Pip, pip, pip...-usłyszałam dziwny dziwięk. Próbowałam otworzyć oczy, ale coś mi nie pozwalało, oślepiało mnie swiatło. Udało mi się zobaczyć jedynie Maxa stojącego nad moim łóżkiem i trzymającego mnie za ręke, czułam się bezpiecznie gdy jego ciepła dłoń delikatnie mnie smyrała.
-Jo, jo otwórz oczy. Proszę.- szlochał
Złapałam głeboki oddech i chciałam go uspokoić, gdy wszystko mi się przypomniało. Ten mocny uścisk, gasnące światła lamp a przede wszystkim słowa "Wow''.
- Zawołaj lekarza!- warknęłam
-Och Jo ty...
-Zawołaj go!- zaczęłam krzyczeć. Nie mogłam się uspokoić.
-Witam panno Jo. Jestem pani lekarzem prowadzącym.- powiedział wysoki, łysy mężczyzna.
-Co on mi zrobił!?-szlochałam.
-To było pobicie, ale sytuacja wygląda...-przerwałam mu.
-To on! To był on!- próbowałam wzkazać palcem na Maxa. Łzy zaczęły same płynąć mi po policzkach.
-Ja?! Nie Jo to nie tak. Proszę wysłuchaj mnie.
-Proszę go stąd zabrać!- dostałam ataku histerii. Chciałam żeby zszedł mi z oczu. Nie chciałam go widzieć po tym co mi zrobił!

*

Tydzień później mogłam już wrócić do domu.

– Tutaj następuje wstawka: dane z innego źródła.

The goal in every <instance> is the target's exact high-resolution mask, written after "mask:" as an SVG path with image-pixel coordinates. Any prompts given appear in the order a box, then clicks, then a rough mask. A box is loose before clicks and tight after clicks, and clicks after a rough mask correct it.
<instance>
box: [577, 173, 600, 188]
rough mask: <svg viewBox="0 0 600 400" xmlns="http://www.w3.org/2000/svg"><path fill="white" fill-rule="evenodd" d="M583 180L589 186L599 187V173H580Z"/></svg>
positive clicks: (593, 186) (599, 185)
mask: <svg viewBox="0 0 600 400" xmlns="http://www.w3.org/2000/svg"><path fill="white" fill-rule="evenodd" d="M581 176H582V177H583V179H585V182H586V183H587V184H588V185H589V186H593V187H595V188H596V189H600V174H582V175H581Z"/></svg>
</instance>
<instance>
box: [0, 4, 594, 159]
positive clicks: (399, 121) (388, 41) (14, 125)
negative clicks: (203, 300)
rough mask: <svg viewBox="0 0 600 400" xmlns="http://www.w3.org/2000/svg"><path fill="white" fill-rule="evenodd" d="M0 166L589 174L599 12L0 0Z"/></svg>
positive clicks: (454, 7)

Coś pękło w moim sercu... Nie chciałam już bym sama, chiałam mnieć kogoś obok. Postanowiłam zmienić życie i cały światopogląd.

*

-Jo? To ty?!- spytała Caroline, której oczy wyglądały jak spodki.
-Tak ja.- szłam dumna z zadarym nosem przez korytarz. Chciałam żeby wszyscy zobaczyli MNIE. Jo nową Jo.

Max:

Miałem wyrzuty sumienia, że nic wtedy nie zrobiłem. Stałem tylko i patrzałem jak ciągnęli ją za włosy, kopali... Chciałem jej wszystko opowiedzieć, ale oni by mnie zabili.
Chciałem jak najszybciej z nią porozmawiać, pardzo mi na niej zależało.
Nagle zaniemówiłem. Jo szła samym środkiem korytarza a za nią rząd chłopaków. Miała białą koszulkę na niej czarną skórzaną kurtkę opinającą jej szczuplutkie rączki, obcisłe jeansy i trampki. Jej pofalowane włosy zasłaniały głęboki dekold i sięgały prawie do pasa. Wyglądała tak ponętnie, seksownie i piękniej niż kiedykolwiek.

Czułam jak spojrzenia chłopaków podąrzały za mną i próbowały prześwietlić. Podobało mi się to. Nawet Caroline była zazdrosna, ta Caroline która ma swoją obstawę, i której chłopcy nie odstępują jej na krok!

Od dziś tak będzie codziennie. Moje życie właśnie tak będzie wyglądało.